There’s a random quote that goes like:  “A man among children will be long a child, a child among men will be soon a man.”

This is very much related to what I have in mind, or not.
Back to my random quote, Beirut was a new born child few years ago. In her early 50’s she was blossoming, people barely had any worries or doubt. None thought of mistakes or down hills or even ups and downs. Beirut was the child among men. And then it all clashed during our civil war (I wrote our because You and I are still indifferent from our fathers and grandparents who started and participated in that war, we are barely making any difference). Long after that, Beirut was no longer a child. Beirut grew older, she became wiser. Beirut became a man, a man among children; I am talking about Beirut because I know her best and we are kind of close.

See, I like her, there’s something about her. She makes me so mad most of the time; with all her traffic and damned lights and bad oxygen and horrible taxi drivers and disgusting Chawarmas.
Yet, I take a walk at night, and I start admiring her clumsiness, her wet sidewalks and her dim lights.
I used to walk around Beirut a lot. Then one day I found something better to do, because she was no longer the same to me, I stopped walking, picked few books about her and started reading instead.
It got me confused. Books, articles and old photos, something wasn’t right. Where are those old majestic buildings now? That pine tree misplaced yet magical? Where’s that cute forty year old taxi driver? And what about that lady in red making her way through the cars, welcomed by smiles and not by a “chu yaaa” expression? Where’s that smell of fresh baked mankouche? Where are our Holidays festivities and spirits? 

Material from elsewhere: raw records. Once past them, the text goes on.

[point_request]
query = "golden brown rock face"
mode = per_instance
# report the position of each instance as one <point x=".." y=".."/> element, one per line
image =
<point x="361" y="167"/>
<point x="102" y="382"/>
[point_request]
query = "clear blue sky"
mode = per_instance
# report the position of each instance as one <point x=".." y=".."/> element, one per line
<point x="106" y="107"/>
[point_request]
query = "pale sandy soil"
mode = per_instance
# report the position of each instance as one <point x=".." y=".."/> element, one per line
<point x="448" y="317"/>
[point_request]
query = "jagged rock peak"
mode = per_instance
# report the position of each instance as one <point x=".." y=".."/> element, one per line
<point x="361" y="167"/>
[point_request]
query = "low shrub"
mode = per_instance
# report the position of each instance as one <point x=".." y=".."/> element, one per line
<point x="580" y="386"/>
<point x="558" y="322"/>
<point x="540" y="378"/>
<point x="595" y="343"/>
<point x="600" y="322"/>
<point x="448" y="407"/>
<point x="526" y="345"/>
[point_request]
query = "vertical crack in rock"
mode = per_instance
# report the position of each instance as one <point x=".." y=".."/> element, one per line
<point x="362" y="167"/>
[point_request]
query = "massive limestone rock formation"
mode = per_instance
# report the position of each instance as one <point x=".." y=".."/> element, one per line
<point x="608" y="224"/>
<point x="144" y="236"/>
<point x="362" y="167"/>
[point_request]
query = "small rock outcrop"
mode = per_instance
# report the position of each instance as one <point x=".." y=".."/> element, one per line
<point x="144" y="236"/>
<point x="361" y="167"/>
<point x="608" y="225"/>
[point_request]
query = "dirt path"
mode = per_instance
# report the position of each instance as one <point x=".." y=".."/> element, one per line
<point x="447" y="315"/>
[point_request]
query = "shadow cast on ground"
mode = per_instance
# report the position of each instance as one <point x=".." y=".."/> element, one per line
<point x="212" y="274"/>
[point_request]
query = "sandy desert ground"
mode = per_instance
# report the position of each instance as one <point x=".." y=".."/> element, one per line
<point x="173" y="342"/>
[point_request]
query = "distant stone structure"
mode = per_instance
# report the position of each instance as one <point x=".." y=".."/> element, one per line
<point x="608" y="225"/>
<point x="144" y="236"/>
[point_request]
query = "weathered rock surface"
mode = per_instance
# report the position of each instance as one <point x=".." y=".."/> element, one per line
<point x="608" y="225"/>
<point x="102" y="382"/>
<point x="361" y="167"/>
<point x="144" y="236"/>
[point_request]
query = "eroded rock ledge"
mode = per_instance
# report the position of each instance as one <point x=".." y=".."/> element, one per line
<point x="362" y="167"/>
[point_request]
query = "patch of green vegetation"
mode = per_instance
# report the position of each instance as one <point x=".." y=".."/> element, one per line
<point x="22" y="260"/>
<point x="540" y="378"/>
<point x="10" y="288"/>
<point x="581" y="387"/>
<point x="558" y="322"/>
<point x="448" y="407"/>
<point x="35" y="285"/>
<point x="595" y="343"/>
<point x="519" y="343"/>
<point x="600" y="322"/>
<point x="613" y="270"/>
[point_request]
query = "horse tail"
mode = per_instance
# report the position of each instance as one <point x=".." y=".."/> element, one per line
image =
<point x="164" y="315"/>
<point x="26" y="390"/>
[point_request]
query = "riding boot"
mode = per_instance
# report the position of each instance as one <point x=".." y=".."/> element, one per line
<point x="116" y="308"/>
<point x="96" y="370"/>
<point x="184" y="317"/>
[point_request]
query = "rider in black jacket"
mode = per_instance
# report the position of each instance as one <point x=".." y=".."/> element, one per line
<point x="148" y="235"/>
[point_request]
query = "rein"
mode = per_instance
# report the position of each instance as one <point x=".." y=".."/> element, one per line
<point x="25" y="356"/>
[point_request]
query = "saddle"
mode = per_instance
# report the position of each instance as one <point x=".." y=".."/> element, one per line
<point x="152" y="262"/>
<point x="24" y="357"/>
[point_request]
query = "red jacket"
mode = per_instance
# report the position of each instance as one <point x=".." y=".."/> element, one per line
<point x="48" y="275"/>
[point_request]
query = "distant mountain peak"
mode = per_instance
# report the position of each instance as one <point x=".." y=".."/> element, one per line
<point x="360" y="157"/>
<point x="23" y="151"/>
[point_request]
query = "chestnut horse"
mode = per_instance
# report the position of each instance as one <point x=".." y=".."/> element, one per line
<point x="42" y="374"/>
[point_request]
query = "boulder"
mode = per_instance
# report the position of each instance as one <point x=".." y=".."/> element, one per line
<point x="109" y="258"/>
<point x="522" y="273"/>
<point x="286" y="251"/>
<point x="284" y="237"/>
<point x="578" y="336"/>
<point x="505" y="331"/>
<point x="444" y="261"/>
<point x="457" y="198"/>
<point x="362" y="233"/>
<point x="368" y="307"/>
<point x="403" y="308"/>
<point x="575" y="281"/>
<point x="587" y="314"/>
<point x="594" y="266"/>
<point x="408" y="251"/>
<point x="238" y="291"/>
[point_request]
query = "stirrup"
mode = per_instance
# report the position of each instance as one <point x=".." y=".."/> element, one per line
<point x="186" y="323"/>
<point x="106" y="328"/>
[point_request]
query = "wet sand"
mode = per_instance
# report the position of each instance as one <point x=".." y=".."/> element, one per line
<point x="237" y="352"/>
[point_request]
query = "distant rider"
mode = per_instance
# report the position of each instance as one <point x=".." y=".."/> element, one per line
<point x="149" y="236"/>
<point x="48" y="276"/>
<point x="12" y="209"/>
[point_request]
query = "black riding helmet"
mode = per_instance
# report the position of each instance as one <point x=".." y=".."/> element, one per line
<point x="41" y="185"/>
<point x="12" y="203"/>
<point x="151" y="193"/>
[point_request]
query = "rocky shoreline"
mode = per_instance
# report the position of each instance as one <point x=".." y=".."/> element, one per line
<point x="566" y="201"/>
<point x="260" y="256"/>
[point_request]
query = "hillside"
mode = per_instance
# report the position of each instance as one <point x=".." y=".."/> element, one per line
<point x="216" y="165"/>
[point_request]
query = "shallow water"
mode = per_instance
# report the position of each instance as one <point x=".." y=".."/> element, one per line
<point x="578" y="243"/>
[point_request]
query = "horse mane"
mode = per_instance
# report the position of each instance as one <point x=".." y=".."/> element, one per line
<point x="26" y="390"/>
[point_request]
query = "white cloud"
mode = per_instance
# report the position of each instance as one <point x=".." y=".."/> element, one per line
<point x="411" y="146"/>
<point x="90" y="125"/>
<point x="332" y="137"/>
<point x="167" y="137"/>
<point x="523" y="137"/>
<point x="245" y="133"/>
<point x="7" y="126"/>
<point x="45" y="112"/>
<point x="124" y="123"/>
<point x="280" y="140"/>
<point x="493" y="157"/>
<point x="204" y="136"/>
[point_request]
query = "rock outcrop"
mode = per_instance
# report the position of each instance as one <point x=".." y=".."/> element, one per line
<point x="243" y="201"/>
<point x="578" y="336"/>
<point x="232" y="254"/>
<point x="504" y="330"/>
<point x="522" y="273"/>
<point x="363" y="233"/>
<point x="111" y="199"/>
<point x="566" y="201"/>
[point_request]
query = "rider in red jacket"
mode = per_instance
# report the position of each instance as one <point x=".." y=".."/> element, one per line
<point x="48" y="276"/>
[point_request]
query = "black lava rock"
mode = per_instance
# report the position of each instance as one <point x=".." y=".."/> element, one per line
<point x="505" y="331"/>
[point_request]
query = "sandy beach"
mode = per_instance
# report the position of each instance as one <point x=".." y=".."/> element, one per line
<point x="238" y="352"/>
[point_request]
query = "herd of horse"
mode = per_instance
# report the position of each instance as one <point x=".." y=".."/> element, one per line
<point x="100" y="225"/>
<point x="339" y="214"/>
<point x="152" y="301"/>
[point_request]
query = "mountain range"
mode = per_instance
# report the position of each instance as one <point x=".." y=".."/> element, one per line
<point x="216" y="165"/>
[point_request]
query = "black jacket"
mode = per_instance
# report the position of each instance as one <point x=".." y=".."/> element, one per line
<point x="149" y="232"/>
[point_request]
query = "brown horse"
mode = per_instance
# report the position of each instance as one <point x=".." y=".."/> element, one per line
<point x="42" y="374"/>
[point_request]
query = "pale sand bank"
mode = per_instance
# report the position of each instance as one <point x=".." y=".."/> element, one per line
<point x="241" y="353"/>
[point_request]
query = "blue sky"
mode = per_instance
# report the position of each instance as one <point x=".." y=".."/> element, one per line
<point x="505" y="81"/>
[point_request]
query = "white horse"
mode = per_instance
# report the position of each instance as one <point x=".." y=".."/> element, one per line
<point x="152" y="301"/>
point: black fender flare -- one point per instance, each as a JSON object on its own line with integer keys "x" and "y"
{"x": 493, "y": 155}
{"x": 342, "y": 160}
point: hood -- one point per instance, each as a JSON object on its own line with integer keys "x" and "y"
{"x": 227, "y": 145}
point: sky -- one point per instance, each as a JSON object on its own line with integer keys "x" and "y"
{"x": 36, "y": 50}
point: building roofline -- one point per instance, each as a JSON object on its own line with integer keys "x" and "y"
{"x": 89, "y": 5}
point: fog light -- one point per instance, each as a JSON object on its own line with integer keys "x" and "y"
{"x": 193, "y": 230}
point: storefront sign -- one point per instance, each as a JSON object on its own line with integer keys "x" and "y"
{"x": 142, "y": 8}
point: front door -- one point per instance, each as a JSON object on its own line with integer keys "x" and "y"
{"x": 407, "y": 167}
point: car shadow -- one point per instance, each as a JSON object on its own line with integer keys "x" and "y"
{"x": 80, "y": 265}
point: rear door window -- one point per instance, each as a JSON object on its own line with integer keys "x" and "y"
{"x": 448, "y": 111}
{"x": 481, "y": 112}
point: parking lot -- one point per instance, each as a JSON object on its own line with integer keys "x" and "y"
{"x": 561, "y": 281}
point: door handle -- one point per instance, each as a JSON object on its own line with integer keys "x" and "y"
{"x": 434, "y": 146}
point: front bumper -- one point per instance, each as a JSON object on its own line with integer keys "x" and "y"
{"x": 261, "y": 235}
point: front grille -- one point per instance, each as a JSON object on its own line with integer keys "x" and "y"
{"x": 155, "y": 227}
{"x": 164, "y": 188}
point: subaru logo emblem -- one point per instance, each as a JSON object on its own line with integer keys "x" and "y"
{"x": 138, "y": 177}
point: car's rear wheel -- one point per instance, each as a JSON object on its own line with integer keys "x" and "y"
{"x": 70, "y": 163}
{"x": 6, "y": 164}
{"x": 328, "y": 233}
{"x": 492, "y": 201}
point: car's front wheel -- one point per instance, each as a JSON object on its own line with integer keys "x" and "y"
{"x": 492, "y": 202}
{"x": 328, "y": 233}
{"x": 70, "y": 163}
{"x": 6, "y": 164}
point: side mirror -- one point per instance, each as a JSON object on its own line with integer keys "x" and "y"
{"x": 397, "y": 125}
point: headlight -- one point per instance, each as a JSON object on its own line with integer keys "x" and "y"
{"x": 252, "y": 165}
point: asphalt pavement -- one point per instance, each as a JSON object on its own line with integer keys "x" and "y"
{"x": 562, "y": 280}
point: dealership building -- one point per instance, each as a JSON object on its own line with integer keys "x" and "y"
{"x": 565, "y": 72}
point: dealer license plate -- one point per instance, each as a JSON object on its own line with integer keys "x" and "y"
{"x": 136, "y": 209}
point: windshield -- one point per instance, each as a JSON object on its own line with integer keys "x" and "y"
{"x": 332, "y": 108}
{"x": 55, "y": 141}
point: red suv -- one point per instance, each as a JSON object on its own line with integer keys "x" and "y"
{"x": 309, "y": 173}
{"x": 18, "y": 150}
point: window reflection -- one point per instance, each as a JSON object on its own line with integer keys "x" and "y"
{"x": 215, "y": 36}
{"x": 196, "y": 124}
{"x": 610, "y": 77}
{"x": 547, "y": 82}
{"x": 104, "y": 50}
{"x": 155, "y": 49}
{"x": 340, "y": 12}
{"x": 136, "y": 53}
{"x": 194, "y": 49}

Beirut, Beirut, my darling, you aged.
You lost your odours,
You lost your spark,
Christmas is no longer the same,
People barely smile,
Everyone is so stressed and tired,
I see wrinkles I see no skins.
I am not day dreaming about some fairy tale taking place in a lala land.
Back in 1992, Beirut was my lala land.
While scanning old photo, I compare them to the new ones realizing how everything became too fake.
They left no artistic sidewalks, not even enough vintage buildings, I don’t see why.
I never encountered a tourist visiting Beirut to go to Skybar or Bo18, to eat at McDonalds, or to take a long refreshing walk next to a dump (our shore), to take a swim in oily water (our sea)  nor to check into some hotel like the Four Seasons
So would you please tell me why? Why did she turn into this man, controlled, ruined, bought and sold  by children, not to mention: owned by money.